Я делаю глубокий вдох, прежде чем продолжить:
— Я был заперт, как какое-то животное... чтобы стать лучшим человеком, чтобы раскаялся в содеянном. Они думали, что смогут меня вылечить. — Я тихо смеюсь, но в этом нет юмора - только горечь. — Но от этого мне стало только хуже. Я не чувствую угрызений совести. Я никогда этого не делал. Я не жалею об этом. Они это заслужили.
Я не ожидаю, что он поймет. Как он мог? Реальность того, что я сделал, радость от этого никогда по-настоящему не покидали меня. Это не то, за что я могу легко взять свои слова обратно или извиниться. И, по правде говоря, я никогда этого не хотел.
— Я понимаю твою боль, дитя мое, — наконец отвечает он, но в его голосе нет сочувствия, только странное спокойствие, как будто он слышал все это раньше. — Но ты должен понимать, что это признание, это бремя, которое ты несешь, - это не то, что ты должен нести в одиночку.
Я чувствую его пристальный взгляд из-за решетки. Я почти слышу, как он мысленно перечисляет мои грехи, пытаясь понять глубины моего безумного разума, пытаясь собрать воедино то, кто я есть.
— Ты отнял жизнь, — продолжает он, теперь его тон ровный. — Но Господь прощает тех, кто ищет искупления. Почему ты ищешь исповеди, дитя? Чего ты желаешь здесь, сейчас, после стольких лет?
Я позволяю этому вопросу крутиться у меня в голове, обдумывая правду. Какого черта я ищу? Ответ не прост, да и не имеет значения. Я здесь по своим причинам. Закончить то, с чего все началось. Я открываю рот, но слова застревают. Вместо этого я позволяю тишине снова заполнить расстояние, между нами, всего на секунду дольше.
— Все началось, когда мне было шесть лет. Меня растлили в церкви.
Его тело заметно напрягается рядом со мной, внезапно оказываясь на грани, и я продолжаю.
— В тот день, когда священник отвел меня в заднюю комнату во время воскресной службы и засунул свой гребаный член мне в рот, во мне что-то сломалось. Но со временем это переросло во что-то гораздо худшее. То, чем я являюсь сегодня.
Он больше не вступает в разговор, и его молчание кричит громче любых слов. Я устремляю взгляд вперед, но воспоминания кружатся в моей голове - нечеткие, разрозненные, - но они всегда там. Всегда.
— Ты знаешь, кто позволил этому случиться? — Спрашиваю я, но он ничего не говорит, поэтому я поворачиваюсь, впиваясь в него взглядом сквозь просветы между тенями.
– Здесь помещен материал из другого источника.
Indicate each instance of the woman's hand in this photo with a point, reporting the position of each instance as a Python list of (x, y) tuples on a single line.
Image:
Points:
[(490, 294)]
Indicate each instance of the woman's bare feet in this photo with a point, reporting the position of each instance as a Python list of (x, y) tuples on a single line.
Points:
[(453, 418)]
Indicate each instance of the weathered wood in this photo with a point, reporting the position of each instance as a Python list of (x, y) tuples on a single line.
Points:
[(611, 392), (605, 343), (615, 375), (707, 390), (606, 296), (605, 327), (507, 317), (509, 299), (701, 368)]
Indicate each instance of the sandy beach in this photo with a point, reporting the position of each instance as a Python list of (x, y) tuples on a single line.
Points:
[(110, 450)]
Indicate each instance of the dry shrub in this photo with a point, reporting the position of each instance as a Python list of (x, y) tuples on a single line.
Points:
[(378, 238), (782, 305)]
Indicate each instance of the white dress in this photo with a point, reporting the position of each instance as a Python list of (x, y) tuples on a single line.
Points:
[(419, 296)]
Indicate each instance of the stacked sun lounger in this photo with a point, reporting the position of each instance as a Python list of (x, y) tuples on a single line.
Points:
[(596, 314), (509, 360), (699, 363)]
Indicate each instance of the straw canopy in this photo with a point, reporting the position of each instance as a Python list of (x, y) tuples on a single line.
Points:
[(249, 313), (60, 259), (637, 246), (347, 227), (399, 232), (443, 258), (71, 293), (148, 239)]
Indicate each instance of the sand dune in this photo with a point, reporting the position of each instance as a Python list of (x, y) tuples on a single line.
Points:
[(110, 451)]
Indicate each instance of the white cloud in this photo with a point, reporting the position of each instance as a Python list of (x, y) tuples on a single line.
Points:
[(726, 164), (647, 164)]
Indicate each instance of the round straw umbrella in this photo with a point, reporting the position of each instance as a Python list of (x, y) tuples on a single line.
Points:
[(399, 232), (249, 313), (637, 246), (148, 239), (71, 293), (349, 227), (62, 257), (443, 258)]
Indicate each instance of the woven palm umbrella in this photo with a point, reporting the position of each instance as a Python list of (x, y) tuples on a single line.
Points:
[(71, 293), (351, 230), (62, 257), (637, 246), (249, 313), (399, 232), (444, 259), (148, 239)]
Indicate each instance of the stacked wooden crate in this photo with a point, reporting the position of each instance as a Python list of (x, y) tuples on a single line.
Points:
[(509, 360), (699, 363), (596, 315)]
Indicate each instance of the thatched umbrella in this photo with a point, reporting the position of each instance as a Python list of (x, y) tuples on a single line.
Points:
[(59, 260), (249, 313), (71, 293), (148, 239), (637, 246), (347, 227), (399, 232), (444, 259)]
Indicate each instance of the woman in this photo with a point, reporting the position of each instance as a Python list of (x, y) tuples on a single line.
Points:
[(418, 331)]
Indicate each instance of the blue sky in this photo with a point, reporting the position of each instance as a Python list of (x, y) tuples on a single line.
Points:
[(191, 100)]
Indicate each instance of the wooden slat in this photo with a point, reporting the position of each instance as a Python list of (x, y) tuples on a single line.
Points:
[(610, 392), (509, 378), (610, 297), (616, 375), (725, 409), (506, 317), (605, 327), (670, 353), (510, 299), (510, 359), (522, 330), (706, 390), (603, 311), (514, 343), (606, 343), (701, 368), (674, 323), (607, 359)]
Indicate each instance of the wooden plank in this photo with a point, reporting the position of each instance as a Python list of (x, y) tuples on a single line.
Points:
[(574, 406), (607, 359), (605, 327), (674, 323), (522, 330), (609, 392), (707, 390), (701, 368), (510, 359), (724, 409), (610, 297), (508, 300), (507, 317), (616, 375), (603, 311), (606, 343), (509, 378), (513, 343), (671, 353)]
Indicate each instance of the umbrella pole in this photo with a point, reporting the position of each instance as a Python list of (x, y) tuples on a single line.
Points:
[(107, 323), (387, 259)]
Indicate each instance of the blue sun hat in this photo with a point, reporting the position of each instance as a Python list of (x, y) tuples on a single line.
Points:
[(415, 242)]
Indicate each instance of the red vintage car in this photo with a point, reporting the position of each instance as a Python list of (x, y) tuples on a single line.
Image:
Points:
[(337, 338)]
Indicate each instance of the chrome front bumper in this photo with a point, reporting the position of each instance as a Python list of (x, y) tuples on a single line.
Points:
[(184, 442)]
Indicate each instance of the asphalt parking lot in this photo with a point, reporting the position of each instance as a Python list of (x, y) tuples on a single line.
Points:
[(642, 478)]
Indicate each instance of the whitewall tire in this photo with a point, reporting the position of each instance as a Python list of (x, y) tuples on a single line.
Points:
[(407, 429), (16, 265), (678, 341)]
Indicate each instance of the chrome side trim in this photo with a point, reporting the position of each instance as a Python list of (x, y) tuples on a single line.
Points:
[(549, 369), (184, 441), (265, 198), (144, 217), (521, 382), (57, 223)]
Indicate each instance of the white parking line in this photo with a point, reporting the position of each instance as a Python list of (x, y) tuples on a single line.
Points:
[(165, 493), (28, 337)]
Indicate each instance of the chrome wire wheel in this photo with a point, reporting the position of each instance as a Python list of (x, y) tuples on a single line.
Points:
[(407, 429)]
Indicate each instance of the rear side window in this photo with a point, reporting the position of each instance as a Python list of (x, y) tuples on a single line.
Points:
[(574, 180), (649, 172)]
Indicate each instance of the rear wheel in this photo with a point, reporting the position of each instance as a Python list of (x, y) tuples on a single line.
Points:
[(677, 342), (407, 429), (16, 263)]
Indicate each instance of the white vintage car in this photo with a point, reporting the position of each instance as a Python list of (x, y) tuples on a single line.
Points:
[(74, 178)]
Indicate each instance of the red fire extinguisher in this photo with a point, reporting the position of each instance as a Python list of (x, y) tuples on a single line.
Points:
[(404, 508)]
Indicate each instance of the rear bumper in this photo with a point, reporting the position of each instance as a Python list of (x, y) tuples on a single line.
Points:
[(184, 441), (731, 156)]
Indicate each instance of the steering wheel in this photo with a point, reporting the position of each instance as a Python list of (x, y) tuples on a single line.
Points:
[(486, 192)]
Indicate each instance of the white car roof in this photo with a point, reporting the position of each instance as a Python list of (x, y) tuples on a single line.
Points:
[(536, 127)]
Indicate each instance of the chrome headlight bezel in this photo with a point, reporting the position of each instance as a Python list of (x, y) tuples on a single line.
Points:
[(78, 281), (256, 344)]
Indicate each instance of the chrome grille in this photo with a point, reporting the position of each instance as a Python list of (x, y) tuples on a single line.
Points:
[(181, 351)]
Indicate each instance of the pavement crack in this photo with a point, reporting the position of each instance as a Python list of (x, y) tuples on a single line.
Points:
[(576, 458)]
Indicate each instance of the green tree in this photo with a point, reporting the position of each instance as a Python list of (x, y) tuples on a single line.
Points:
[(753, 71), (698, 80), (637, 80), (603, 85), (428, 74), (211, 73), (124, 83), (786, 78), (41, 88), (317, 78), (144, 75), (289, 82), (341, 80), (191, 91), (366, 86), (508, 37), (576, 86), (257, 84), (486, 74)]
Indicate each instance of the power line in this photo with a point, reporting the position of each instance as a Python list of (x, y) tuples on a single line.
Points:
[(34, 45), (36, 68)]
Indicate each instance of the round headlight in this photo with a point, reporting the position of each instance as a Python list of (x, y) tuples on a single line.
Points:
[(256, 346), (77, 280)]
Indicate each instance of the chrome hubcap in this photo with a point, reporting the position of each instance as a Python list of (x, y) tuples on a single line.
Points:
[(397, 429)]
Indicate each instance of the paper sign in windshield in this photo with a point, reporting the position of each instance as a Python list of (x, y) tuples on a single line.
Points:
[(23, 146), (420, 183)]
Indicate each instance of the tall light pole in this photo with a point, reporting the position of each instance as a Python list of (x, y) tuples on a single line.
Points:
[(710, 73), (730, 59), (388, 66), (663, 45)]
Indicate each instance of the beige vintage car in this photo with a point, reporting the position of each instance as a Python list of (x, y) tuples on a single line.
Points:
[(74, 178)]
— Два человека, которые должны были спасти меня, — рычу я с негодованием, но он не вздрагивает, просто смотрит прямо перед собой, как будто меня не существует. Как будто я не сижу здесь, подбрасывая слова в воздух. — И теперь... теперь я - гребаный безумец? Демон? Монстр? Тот, кто будет вечно гореть в аду? Как, черт возьми, это работает? А как насчет тех, кто прячется за Христа, когда они на самом деле приспешники сатаны?
— Мне жаль, сынок. — Он говорит слабо - опустошенно. Он не знает, что сказать, не знает, как это исправить. я закрываю глаза, откидываю голову назад. Его извинения - не более чем шум - ничто не может заполнить черную дыру, зияющую внутри меня.